Bisnis.com, JAKARTA – Riset Media Partners Asia menyebutkan platform streaming Vidio milik Grup Emtek, PT Surya Citra Media Tbk. (SCMA) menjadi layanan paling populer dalam hal konsumsi video premium di Indonesia. Vidio disebut berhasil mengalahkan raja streaming seperti Netflix dan Disney+ di pasar domestik.
Disney+ memang menjaring banyak pelanggan berkat kemitraan dengan Telkomsel, tapi aplikasi Vidio disebut memiliki 3,5 juta pelanggan, atau lebih banyak dari Disney+ di Indonesia.
Mengutip Bloomberg, Senin (3/10/2022), Vidio menjadi kisah sukses streaming lokal yang langka. Kasus Vidio bisa menjadi pelajaran bagi perusahaan media lokal lainnya di seluruh dunia.
Raksasa streaming dari AS mendominasi pasar video online di hampir setiap wilayah utama di luar China. Netflix melesat ke posisi terdepan di Brasil, Meksiko, Korea Selatan, Australia, dan sebagian besar Eropa Barat.
Sementara itu, Amazon adalah salah satu pemain terbesar di Jepang dan masuk juga ke wilayah Eropa. Adapun Disney+ adalah pemimpin di India
Upaya perusahaan lokal untuk menciptakan alternatif bagi para pemain asing ini sebagian besar telah gagal. Tetapi masih ada peluang di pasar, saat para pemain besar dari Barat belum menghabiskan banyak uang.
Baca Juga
Netflix dan rekan-rekannya dipandang belum melakukan investasi besar-besaran di Indonesia.
“Sebagian besar pesaing yang Anda sebutkan, setidaknya yang dari Barat, sebenarnya tidak menginvestasikan banyak uang di produk asli Indonesia,” kata Sutanto Hartono, CEO PT Suya Citra Media Tbk. (SCMA) yang mengendalikan Vidio.

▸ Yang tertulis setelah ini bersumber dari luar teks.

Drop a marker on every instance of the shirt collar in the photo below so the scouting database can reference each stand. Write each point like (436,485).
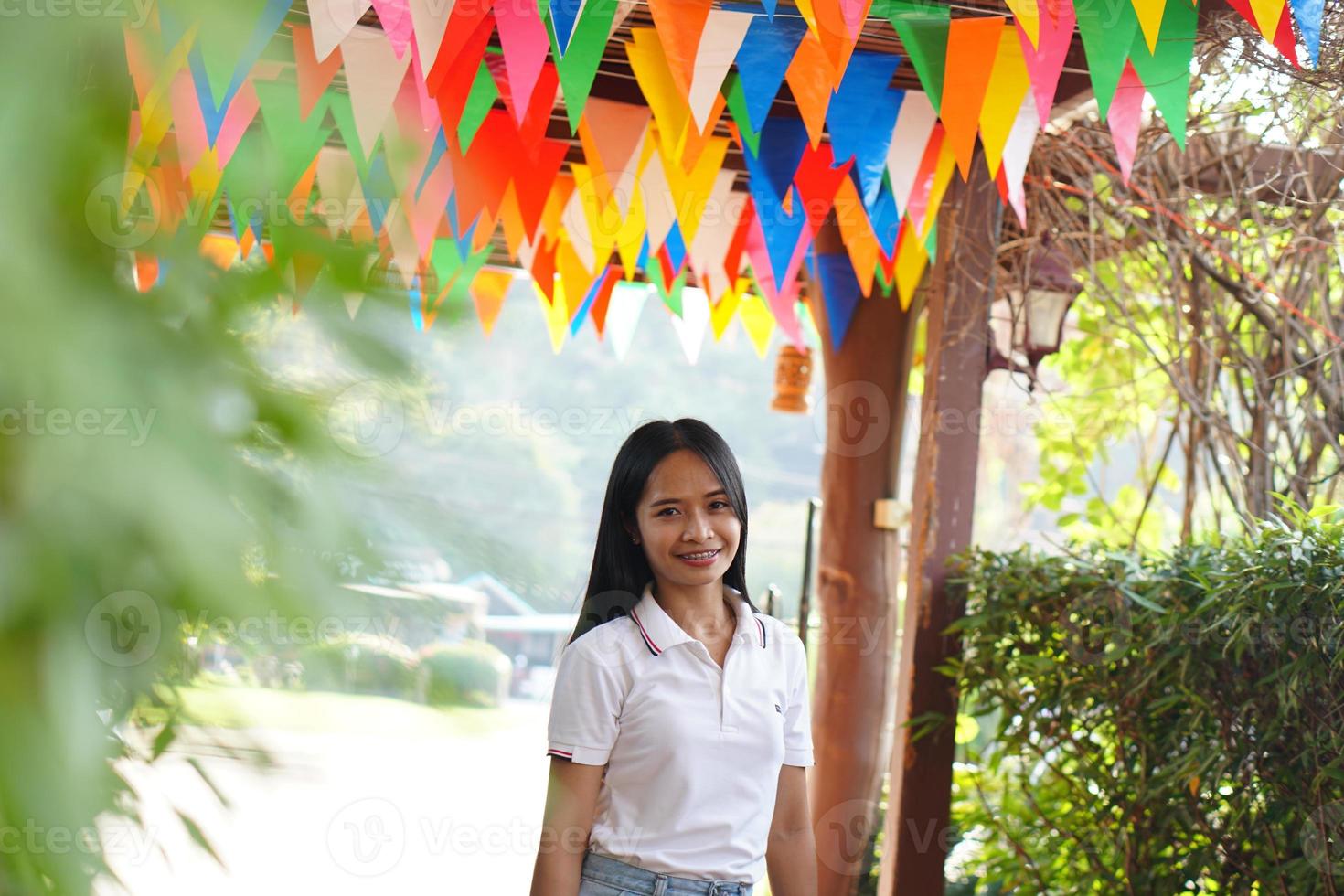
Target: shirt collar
(660,632)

Kue pasar video premium pun terbilang menjanjikan di pasar Asia Tenggara. Berdasarkan laporan Media Partner Asia, layanan video premium hanya mengambil pasar 7 persen dari waktu yang dihabiskan konsumen Asia Tenggara di layanan streaming pada kuartal II/2022.
Di sisi lain, penggunaan layanan video-on-demand berlangganan melonjak, dan telah melampaui TV berbayar di pasar Asia Tenggara.
Hartono, yang sebelumnya pernah bekerja untuk Microsoft dan Sony Music di Asia Tenggara, mempekerjaan para insinyur untuk membuat Vidio, setelah upaya Grup Emtek yang gagal menghidupkan kembali Blackberry Messenger di Indonesia. Tapi Hartono tidak membuang waktu untuk mengambil kesempatan sebelum saingan Baratnya bisa mengejar.
Vidio mendanai hampir 40 seri original konten per tahun, dan juga telah mendapatkan hak untuk sebagian besar liga olahraga utama, termasuk Liga Premier Inggris dan National Basetball Association (NBA).
Vidio juga menawarkan layanannya dengan harga yang lebih tinggi daripada pesaingnya. Ada layanan gratis dan layanan dengan tiga tingkat berbayar yang berbeda. Layanan berbayar Vidio dikelompokkan berdasarkan perangkat dan pemrograman para pelanggan.
Penggemar olahraga harus membayar lebih, dibandingkan dengan pelanggan Vidio yang tidak berlanggan konten olahraga. Selain itu penggemar olahraga juga harus membayar lebih untuk menonton konten Vidio di perangkat selain ponsel.
Sebagai catatan, Netflix lebih kaku tentang harga langganan daripada kebanyakan rekan-rekannya. Itulah alasan besar mengapa layanan ini menghasilkan lebih banyak pendapatan di Indonesia dibanding kompetitor meskipun memiliki basis pengguna yang lebih kecil.
Ada prediksi Netflix atau Disney+ dapat menyalip Vidio, dengan catatan para raksasa ini bersedia menanam investasi yang besar di Indonesia. Namun, tentu ada tantangannya, yakni penyesuaian layanan ke Indonesia akan memakan waktu dan mahal dibandingkan dengan pengembalian investasi tersebut.
Sebagian besar streaming AS memutuskan untuk diam dan berharap katalog konten-konten mereka dari belahan dunia lain akan membantu perusahaan mendapatkan cukup banyak pelanggan di negara luar AS, termasuk Indonesia.
Strategi tersebut dinilai tidak akan lepas landas di Indonesia, atau lusinan pasar lain di Asia Tenggara, Timur Tengah, dan Afrika. Dan di situlah letak peluang bagi pemain lokal dengan sumber daya mumpuni mendapatkan peluang keuntungan.